With increasing crypto prices comes a rising tide of cybercrime and pernicious elements looking to exploit the gains of others. Even though markets are currently still falling from their peak in January, Ethereum is still a hot commodity trading at around $675, up over 600% from this time last year.

Unsecured mining rigs have become the latest targets for a botnet that is sweeping the internet. According to security researchers at SANS ISC, Qihoo 360 Netlab, and GreyNoise Intelligence, operators of the Satori botnet are mass-scanning the web for exposed mining rigs. The hackers are specifically looking for open port 3333 which is often used for remote management features by cryptocurrency-mining hardware.

Reports indicate that the activity started on May 11, as alerted by China-based 360 Netlab;

GreyNoise researchers delved deeper into the spurious activity and managed to connect the digital dots to the Claymore mining software;

“GreyNoise observed a large spike of TCP port 3333 scan traffic today. This is the default port for the “Claymore” dual Ethereum/Decred cryptocurrency miner. Once the attacker identifies a server running the Claymore software they push instructions to reconfigure the device to join the ‘dwarfpool’ mining pool and use the attacker’s ETH wallet,”
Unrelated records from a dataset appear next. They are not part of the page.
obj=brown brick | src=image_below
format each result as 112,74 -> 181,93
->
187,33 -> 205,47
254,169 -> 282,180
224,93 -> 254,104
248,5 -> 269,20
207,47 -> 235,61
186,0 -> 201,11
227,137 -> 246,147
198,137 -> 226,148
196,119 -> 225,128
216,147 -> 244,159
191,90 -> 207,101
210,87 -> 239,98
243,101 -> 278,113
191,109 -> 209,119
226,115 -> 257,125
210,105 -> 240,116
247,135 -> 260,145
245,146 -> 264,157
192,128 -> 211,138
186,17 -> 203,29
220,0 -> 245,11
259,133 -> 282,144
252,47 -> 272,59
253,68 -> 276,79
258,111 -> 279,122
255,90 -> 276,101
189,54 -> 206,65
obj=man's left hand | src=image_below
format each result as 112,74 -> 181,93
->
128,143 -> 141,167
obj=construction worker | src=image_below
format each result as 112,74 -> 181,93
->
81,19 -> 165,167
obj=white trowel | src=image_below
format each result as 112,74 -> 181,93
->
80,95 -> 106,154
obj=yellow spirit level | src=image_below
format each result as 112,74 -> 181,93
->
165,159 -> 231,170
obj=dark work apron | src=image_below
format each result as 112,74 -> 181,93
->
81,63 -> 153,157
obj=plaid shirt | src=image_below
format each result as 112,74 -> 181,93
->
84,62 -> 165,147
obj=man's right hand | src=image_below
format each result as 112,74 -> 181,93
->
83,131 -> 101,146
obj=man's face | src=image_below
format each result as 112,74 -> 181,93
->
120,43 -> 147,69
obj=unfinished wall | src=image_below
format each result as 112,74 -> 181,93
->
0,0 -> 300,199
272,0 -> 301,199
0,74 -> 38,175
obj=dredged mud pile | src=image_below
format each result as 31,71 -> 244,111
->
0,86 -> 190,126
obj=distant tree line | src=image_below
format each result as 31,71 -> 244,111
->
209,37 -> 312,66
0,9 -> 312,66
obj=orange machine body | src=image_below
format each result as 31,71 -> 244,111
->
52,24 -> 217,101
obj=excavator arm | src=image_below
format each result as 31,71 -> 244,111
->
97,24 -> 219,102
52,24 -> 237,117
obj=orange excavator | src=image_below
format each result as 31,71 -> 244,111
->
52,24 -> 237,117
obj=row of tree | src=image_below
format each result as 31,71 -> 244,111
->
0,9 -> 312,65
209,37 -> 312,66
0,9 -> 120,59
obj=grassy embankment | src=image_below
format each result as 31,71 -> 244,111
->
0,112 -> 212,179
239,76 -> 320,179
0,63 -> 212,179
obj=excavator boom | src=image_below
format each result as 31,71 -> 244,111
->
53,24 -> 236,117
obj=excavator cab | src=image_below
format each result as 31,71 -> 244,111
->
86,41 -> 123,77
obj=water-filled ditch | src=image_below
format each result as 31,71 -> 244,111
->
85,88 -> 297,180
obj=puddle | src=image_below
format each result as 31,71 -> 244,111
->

The scans were linked to a group of Mexican IP addresses that had thousands of GPON routers compromised a few days ago. Satori is one of five botnets that were using the exploited routers to scan for Claymore miners, deploy an exploit, and hijack the devices to mine Ethereum and Decred cryptocurrencies for the botnet operators.

According to Zdnet the bugs allowed anyone to bypass the router’s login page and access pages within, simply by adding “?images/” to the end of the web address on any of the router’s configuration pages. Once in control of the routers the hackers can inject their own scripts or bots to do their dirty deeds, which in this case was seeking out vulnerable Ethereum miners.

Back in January the same Satori botnet under the designation Satori.Coin.Robber issued three payloads when a vulnerable miner was located. The first was a package which gathered the mining state of the rig, another replaced the mining pool’s wallet address by updating the reboot.bat file, and the third which rebooted the host with the new address, leading to the theft of any ETH the victim had mined.

Intense scans of this nature will continue to increase along with the number of vulnerable internet routers and mining rigs, the days of the crypto botnets are only just beginning.